Background factors in patients receiving immunoglobulin administration and changes in sepsis markers

The potentially envisaged actions of intravenous immunoglobulin (IVIg) on severe infectious disease include virus or toxin neutralizing action, opsonic effect, complement bacteriolytic activity, and enhancement of sensitivity to antibiotics. In the case of severe infectious disease, antibiotics are often supplemented with administration of IVIg. The aim of this study is that the changes in sepsis markers followed by IVIg administration are investigated with severe sepsis or severe septic shock patients.

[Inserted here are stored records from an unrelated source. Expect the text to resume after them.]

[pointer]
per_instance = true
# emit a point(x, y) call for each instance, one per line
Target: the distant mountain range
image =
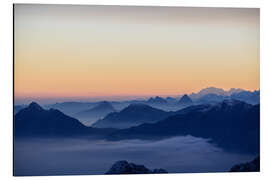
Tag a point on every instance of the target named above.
point(34, 121)
point(124, 167)
point(133, 115)
point(214, 90)
point(185, 100)
point(253, 166)
point(230, 124)
point(157, 100)
point(91, 115)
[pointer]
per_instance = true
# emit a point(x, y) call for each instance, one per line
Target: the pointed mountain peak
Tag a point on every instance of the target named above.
point(157, 99)
point(34, 105)
point(185, 99)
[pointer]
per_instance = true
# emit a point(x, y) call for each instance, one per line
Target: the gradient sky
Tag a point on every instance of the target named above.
point(64, 51)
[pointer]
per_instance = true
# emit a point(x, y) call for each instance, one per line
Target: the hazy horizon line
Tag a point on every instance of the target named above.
point(61, 99)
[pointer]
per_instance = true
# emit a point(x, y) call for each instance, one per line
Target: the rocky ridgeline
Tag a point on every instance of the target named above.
point(124, 167)
point(253, 166)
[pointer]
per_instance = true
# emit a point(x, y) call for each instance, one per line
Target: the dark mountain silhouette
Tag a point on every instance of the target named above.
point(247, 96)
point(171, 100)
point(124, 167)
point(212, 98)
point(253, 166)
point(185, 100)
point(157, 100)
point(231, 124)
point(214, 90)
point(133, 115)
point(89, 116)
point(17, 108)
point(34, 121)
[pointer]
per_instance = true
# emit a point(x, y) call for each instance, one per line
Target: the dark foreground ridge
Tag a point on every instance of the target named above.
point(124, 167)
point(253, 166)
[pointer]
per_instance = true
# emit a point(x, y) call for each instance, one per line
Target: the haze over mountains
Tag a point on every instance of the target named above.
point(34, 121)
point(217, 123)
point(99, 111)
point(134, 114)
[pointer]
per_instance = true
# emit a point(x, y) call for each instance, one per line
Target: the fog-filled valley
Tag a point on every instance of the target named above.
point(76, 156)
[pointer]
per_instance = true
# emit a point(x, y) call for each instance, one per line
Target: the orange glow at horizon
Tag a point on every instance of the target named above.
point(91, 51)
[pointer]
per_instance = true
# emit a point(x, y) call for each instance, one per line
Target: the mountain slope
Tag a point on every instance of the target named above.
point(185, 100)
point(157, 100)
point(133, 115)
point(89, 116)
point(232, 124)
point(34, 121)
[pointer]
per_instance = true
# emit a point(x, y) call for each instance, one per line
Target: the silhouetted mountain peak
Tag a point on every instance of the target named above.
point(230, 104)
point(124, 167)
point(104, 105)
point(35, 106)
point(185, 100)
point(157, 99)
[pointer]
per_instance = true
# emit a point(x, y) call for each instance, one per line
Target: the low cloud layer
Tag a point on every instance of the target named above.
point(73, 156)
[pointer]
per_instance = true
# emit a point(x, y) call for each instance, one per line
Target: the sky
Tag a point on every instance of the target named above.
point(75, 52)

The subjects were 52 patients admitted to an ICU with a diagnosis of severe sepsis or septic shock and from whom informed consent had been obtained for the present study. IVIg was administered intravenously for 3 days (5.0 g/day) and measurements were undertaken before administration (Day 1), on the day after completion of administration (Day 4), and on Day 7. The items measured were IL-6, C-reactive protein (CRP) and, as indices of vascular endothelial cell activation, plasminogen activator inhibitor-1 (PAI-1) and adhesion molecules (endothelial leukocyte adhesion molecule-1 (ELAM-1)); the effect of IVIg administration on these markers was then studied. The IVIg studied was polyethylene glycol-treated human immunoglobulin injection fluid (2.5 g, 50 ml, one vial).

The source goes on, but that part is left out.